In our list (courtesy of Dr. Johnson) of seven attitudes that threaten to destroy the globe, insensitivity may be even worse than indifference in its results on people in need around us. Indifference is seeing the needs of those around us and ignoring them. Insensitivity goes beyond not caring to not even noticing. Historic and beautiful downtown First (Park) Congregational United Church of Christ in Grand Rapids put up several Port-a-potties in their parking lot a few years back to shock our community into realizing that there was no place available for homeless people to relieve themselves at night other than in an alley (which, incidentally, is illegal). Plymouth United Church of Christ rented "Wage Peace" billboards around the city prior to the Iraq War to awake us to the horrors and injustice of war.

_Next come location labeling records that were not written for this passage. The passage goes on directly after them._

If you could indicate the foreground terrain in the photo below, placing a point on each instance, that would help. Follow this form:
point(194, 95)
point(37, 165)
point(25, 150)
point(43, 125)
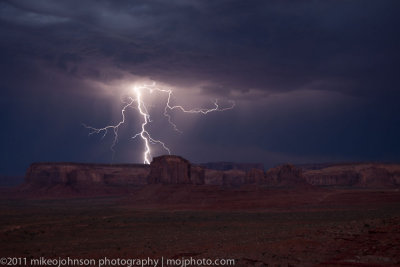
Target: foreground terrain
point(257, 227)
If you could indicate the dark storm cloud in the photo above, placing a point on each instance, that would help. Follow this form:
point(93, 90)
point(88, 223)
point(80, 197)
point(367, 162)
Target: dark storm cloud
point(295, 53)
point(271, 46)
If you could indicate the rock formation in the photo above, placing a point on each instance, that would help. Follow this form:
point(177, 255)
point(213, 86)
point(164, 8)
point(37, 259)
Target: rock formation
point(177, 170)
point(367, 175)
point(234, 177)
point(255, 176)
point(174, 170)
point(226, 166)
point(285, 175)
point(78, 174)
point(213, 177)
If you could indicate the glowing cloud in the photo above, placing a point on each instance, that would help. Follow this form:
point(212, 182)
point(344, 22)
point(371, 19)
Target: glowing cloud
point(137, 102)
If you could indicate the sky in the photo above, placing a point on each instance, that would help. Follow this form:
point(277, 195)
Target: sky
point(312, 81)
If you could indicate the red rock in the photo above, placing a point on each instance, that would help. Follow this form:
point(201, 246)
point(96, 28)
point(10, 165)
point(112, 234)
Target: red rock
point(255, 176)
point(285, 175)
point(174, 170)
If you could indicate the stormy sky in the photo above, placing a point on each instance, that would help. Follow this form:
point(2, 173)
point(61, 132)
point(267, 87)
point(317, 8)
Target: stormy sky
point(313, 81)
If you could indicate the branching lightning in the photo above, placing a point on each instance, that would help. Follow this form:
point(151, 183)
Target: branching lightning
point(137, 102)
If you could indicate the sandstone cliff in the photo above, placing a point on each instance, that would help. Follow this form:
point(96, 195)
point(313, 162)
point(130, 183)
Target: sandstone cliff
point(174, 170)
point(226, 166)
point(368, 175)
point(78, 174)
point(285, 175)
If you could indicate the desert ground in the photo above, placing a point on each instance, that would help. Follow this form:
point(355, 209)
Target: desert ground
point(255, 226)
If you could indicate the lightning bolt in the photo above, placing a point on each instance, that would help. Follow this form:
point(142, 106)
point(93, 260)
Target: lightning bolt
point(141, 107)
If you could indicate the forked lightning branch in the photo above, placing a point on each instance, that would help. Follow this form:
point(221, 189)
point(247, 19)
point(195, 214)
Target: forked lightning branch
point(138, 103)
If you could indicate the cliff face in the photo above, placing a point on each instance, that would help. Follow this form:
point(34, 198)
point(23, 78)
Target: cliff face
point(285, 175)
point(177, 170)
point(174, 170)
point(226, 166)
point(76, 174)
point(368, 175)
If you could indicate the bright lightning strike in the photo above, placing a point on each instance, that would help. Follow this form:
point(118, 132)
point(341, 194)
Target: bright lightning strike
point(141, 107)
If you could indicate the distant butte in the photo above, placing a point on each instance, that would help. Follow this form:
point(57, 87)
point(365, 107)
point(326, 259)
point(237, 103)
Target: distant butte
point(176, 170)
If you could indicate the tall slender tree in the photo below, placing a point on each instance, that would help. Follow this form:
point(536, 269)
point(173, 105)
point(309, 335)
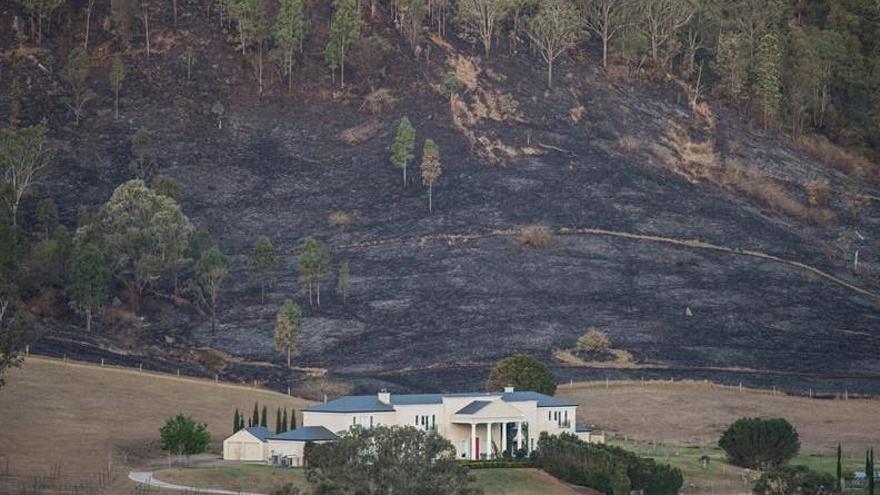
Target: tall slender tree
point(403, 148)
point(345, 29)
point(287, 329)
point(211, 269)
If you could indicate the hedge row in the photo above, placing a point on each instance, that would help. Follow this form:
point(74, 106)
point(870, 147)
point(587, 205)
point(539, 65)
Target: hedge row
point(610, 470)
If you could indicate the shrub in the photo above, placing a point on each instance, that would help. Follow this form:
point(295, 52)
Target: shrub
point(790, 480)
point(759, 443)
point(604, 468)
point(534, 237)
point(523, 373)
point(595, 341)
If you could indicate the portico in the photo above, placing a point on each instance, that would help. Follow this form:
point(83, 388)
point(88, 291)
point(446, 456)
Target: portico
point(493, 417)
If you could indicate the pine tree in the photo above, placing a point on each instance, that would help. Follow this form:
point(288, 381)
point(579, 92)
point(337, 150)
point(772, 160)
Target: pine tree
point(287, 326)
point(345, 29)
point(767, 77)
point(431, 169)
point(403, 149)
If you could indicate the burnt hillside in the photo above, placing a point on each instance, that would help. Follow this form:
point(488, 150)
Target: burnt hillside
point(686, 234)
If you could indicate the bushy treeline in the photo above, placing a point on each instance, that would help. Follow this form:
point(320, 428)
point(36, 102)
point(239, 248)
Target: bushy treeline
point(610, 470)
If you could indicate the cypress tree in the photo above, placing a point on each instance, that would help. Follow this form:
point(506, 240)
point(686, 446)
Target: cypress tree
point(839, 467)
point(870, 472)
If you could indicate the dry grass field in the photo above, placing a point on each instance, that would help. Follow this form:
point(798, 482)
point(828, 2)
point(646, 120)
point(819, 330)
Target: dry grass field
point(79, 416)
point(691, 413)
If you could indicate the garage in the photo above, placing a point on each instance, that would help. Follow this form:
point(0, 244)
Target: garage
point(248, 445)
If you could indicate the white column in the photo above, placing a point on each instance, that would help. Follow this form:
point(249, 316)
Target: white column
point(488, 440)
point(473, 441)
point(519, 435)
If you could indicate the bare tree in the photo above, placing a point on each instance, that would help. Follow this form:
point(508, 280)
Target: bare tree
point(482, 17)
point(662, 19)
point(554, 30)
point(607, 18)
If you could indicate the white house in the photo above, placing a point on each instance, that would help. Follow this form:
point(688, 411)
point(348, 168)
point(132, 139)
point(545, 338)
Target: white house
point(480, 425)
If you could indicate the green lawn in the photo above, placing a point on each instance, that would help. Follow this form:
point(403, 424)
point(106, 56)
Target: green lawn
point(718, 476)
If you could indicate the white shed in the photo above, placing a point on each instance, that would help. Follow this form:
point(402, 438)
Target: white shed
point(248, 444)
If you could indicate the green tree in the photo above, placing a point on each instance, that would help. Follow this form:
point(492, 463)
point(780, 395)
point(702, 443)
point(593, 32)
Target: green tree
point(786, 480)
point(313, 265)
point(482, 18)
point(211, 269)
point(89, 276)
point(75, 75)
point(168, 187)
point(117, 75)
point(287, 329)
point(343, 283)
point(183, 436)
point(403, 148)
point(523, 373)
point(16, 330)
point(431, 169)
point(262, 264)
point(345, 29)
point(144, 235)
point(47, 216)
point(25, 154)
point(554, 30)
point(369, 460)
point(767, 86)
point(289, 33)
point(759, 443)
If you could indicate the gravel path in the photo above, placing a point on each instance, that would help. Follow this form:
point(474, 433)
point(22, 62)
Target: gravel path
point(146, 478)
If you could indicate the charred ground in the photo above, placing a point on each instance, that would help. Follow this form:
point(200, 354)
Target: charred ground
point(436, 298)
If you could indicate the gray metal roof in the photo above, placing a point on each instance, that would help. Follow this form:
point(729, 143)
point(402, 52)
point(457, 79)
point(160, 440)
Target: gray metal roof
point(473, 407)
point(370, 403)
point(306, 434)
point(259, 432)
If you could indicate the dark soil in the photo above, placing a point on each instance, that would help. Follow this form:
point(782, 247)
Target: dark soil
point(433, 315)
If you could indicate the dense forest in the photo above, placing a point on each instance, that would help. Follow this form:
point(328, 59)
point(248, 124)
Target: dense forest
point(807, 71)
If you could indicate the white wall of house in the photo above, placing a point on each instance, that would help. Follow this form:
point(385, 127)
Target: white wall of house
point(242, 446)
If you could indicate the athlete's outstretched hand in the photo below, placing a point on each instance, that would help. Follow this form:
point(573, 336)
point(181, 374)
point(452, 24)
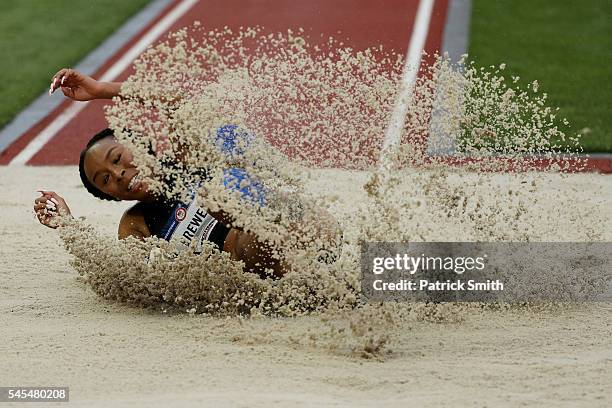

When events and happenings and people are outside our perspective (or our comfort zone) they are easy to overlook.
What causes insensitivity to the needs of our neighbors? How did we get callous? What stole our understanding of others? We cannot see because we have turned our faces away for so long. It hurts too much to see. If all we feel is despair, guilt and frustration, we deny to avoid the suffering it causes us and thereby we perpetuate the suffering of less privileged people among us.
A remedy to insensitivity: hope and a plan It is a conundrum--which came first the chicken or the egg? There is hope. Some people are helping to bridge the hunger gap internationally and locally; many people are being helped that have not been touched before. There is more than guilt and despair. And we can all help by putting our individual efforts and our inventive minds together to continually improve the lives of all people in our community.
Do we first have to achieve a trip out of denial? Probably. That's what sensitivity means after all, isn't it? Feeling it? Empathizing with the pain so we see the need and work at the means for relieving the burdens of our neighborhood and our world? As soon as you feel the pain link yourself to some people who are doing something about poverty now and working on plans to make it better.
Don't succumb to denial and the consequent insensitivity that prevents our feeling our world's needs and working together to make it better for everyone.
What agencies/organizations/people do you know that are working together to alleviate the effects of poverty?
How are you helping or how can you begin to help?
Your suggestions may inspire and educate others to contribute to our community in ways they had not yet seen.